Cloud storage offers scalability and remote access to large image datasets but can present challenges in terms of data transfer and local storage. Lazy loading and cloud integration techniques help mitigate these issues by enabling on-demand access to images and reducing unnecessary data transfers. This is crucial for maintaining efficient processing workflows and managing resources effectively.

How:

  1. Cloud Storage Access:

    • Using boto3 for AWS S3: The boto3 library allows interaction with AWS S3, enabling efficient access to images stored in the cloud.

      import boto3
      from botocore.exceptions import NoCredentialsError
      
      def download_image_from_s3(bucket_name, image_key, local_file_path):
       s3 = boto3.client('s3')
       try:
           s3.download_file(bucket_name, image_key, local_file_path)
           print(f"Downloaded {image_key} to {local_file_path}")
       except NoCredentialsError:
           print("Credentials not available")
      
      # Example usage
      download_image_from_s3('my-bucket', 'path/to/image.jpg', 'local_image.jpg')
    • Using google-cloud-storage for Google Cloud Storage: For Google Cloud Storage, the google-cloud-storage library provides similar functionality.

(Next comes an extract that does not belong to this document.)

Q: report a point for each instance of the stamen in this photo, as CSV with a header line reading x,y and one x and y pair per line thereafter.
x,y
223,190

      from google.cloud import storage
      
      def download_image_from_gcs(bucket_name, blob_name, local_file_path):
       storage_client = storage.Client()
       bucket = storage_client.bucket(bucket_name)
       blob = bucket.blob(blob_name)
       blob.download_to_filename(local_file_path)
       print(f"Downloaded {blob_name} to {local_file_path}")
      
      # Example usage
      download_image_from_gcs('my-bucket', 'path/to/image.jpg', 'local_image.jpg')
  2. Lazy Loading with Cloud Storage:

    • Using smart_open for Efficient Streaming: The smart_open library supports streaming data from cloud storage, allowing for lazy loading of images.

      import smart_open
      
      def stream_image_from_s3(bucket_name, image_key):
       s3_uri = f"s3://{bucket_name}/{image_key}"
       with smart_open.open(s3_uri, 'rb') as image_file:
           image_data = image_file.read()
           print(f"Read {len(image_data)} bytes from {image_key}")
           return image_data
      
      # Example usage
      image_data = stream_image_from_s3('my-bucket', 'path/to/image.jpg')
    • Using PIL for Lazy Loading and Processing: Combining smart_open with PIL (Pillow) for lazy image processing.

      from PIL import Image
      import io
      
      def load_and_process_image_from_gcs(bucket_name, blob_name):
       from google.cloud import storage
       storage_client = storage.Client()
       bucket = storage_client.bucket(bucket_name)
       blob = bucket.blob(blob_name)
       image_data = blob.download_as_bytes()
       image = Image.open(io.BytesIO(image_data))
       # Process image (e.g., resizing)
       image = image.resize((100, 100))
       image.show()
      
      # Example usage
      load_and_process_image_from_gcs('my-bucket', 'path/to/image.jpg')
  3. Handling Large Image Datasets:

    • Using dask for Parallel Processing: Dask can be used for parallel processing of images in the cloud.

      import dask.dataframe as dd
      
      def process_image_data(file_path):
       # Function to process each image file
       print(f"Processing {file_path}")
       # Actual processing logic here
      
      file_paths = ['s3://my-bucket/path/to/image1.jpg', 's3://my-bucket/path/to/image2.jpg']
      ddf = dd.from_delayed([delayed(process_image_data)(path) for path in file_paths])
      ddf.compute()

What to expect:

What makes it difficult:

Success Metrics:

LoicVA commented 2 months ago

Quick comment, I would recommend one sentence introducing all the methods of access: something like, "Several methods can be employed to access cloud data depending on the server of storage". Otherwise, we are jumping in the 'why' section without much idea where we are going to. This comment applies for any 'why' section of the Github issues.